Based on real people and events in history's margins, Trappings is a story of first love and second chances, in a time when women were only given one chance. Born to the Western fur trade and married at 18, Kate Work knows little of her husband's family in Nova Scotia or the reasons they fled its ruling elite. Haunted by a grandmother she barely knew, her own heritage lies hidden in the vast shadows of the Rocky Mountains. Caught in the boom-and-bust town of Victoria during its power struggle in colonial British Columbia, Kate faces the laws and ambitions of men to protect her only legacy – her daughter. But whose family secrets will decide her fate?
Margaret Work, daughter of Chief Factor John Work, was born into a remarkable family of the Hudson's Bay Company elite. Her British-Métis heritage, an advantage in the fur trade, is now a target for snobbery and racism as the 1858 gold rush brings changing attitudes and loyalties. Unwed at 24, Margaret worries she is fated to spinsterhood in these turbulent times.

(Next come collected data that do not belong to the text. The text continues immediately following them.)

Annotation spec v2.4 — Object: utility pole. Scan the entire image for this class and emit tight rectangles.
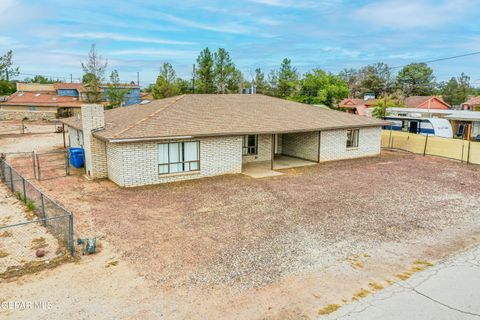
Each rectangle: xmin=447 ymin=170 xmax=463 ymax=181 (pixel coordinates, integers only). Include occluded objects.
xmin=192 ymin=64 xmax=196 ymax=94
xmin=137 ymin=72 xmax=140 ymax=86
xmin=70 ymin=74 xmax=73 ymax=83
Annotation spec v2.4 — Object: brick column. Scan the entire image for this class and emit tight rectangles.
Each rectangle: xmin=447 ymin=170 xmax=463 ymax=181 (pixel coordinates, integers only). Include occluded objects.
xmin=81 ymin=104 xmax=107 ymax=179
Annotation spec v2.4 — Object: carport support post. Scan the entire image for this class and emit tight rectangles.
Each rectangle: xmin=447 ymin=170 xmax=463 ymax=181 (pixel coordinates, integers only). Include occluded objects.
xmin=271 ymin=134 xmax=275 ymax=170
xmin=317 ymin=131 xmax=321 ymax=163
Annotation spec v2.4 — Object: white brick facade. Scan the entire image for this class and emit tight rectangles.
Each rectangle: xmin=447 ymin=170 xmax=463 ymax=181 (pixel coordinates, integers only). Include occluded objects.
xmin=68 ymin=128 xmax=84 ymax=148
xmin=81 ymin=104 xmax=108 ymax=179
xmin=71 ymin=109 xmax=381 ymax=186
xmin=282 ymin=132 xmax=320 ymax=162
xmin=105 ymin=136 xmax=243 ymax=187
xmin=242 ymin=134 xmax=272 ymax=163
xmin=320 ymin=127 xmax=381 ymax=162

Based on real people and events, The Chief Factor's Daughter is an elegant recreation of a vanished society.
Born in London, UK, Vanessa Winn currently resides in Victoria, BC, where she received a Bachelor of Arts in English Literature. This was the origin of her inspiration for her deep dive into historical fiction and telling the stories of our past. A writer since childhood, Vanessa has always been drawn towards literature and creative writing. Fascinated with 19th century literature, she felt an affinity towards the era, but noticed the lack of historical portrayals of the West Coast. Thus began the journey of her delve into the multicultural roots, historical figures, and local history of Victoria itself.
Vanessa realized how little she knew of the history of Victoria and grew enraptured in her research, leading her to follow one rabbit hole into another. Early in her research, she noticed the apparent lack of first-hand sources by women, particularly in fur-trade society, and started to imagine history from their perspective. Feeling their stories deserved to be told, it is here she felt the space for a historical novel. Vanessa began to create, extrapolating truths from footnotes and photographs, until eventually their journeys took shape. With the framework of these women and their families in mind, layer by layer she built her novels around the factual essence at the core of her work. The atmosphere of the setting almost evolved into another character, influencing those who populate it, another story to be told in its own right.
Her debut novel, The Chief Factor’s Daughter, was long-listed for The ReLit Awards, and a finalist for Monday Magazine’s “Favourite Fiction” award. It has been studied in several history courses at BC universities. Her poetry has appeared in various journals, most recently in The Quilliad. Beyond her love of the written word and historical research, she finds inspiration in dance and teaches Argentine tango. Vanessa Winn brings life to the history of colonial Victoria, awakening stories that otherwise may have been lost to the tests of time, engaging readers in the journeys of those who have come before us.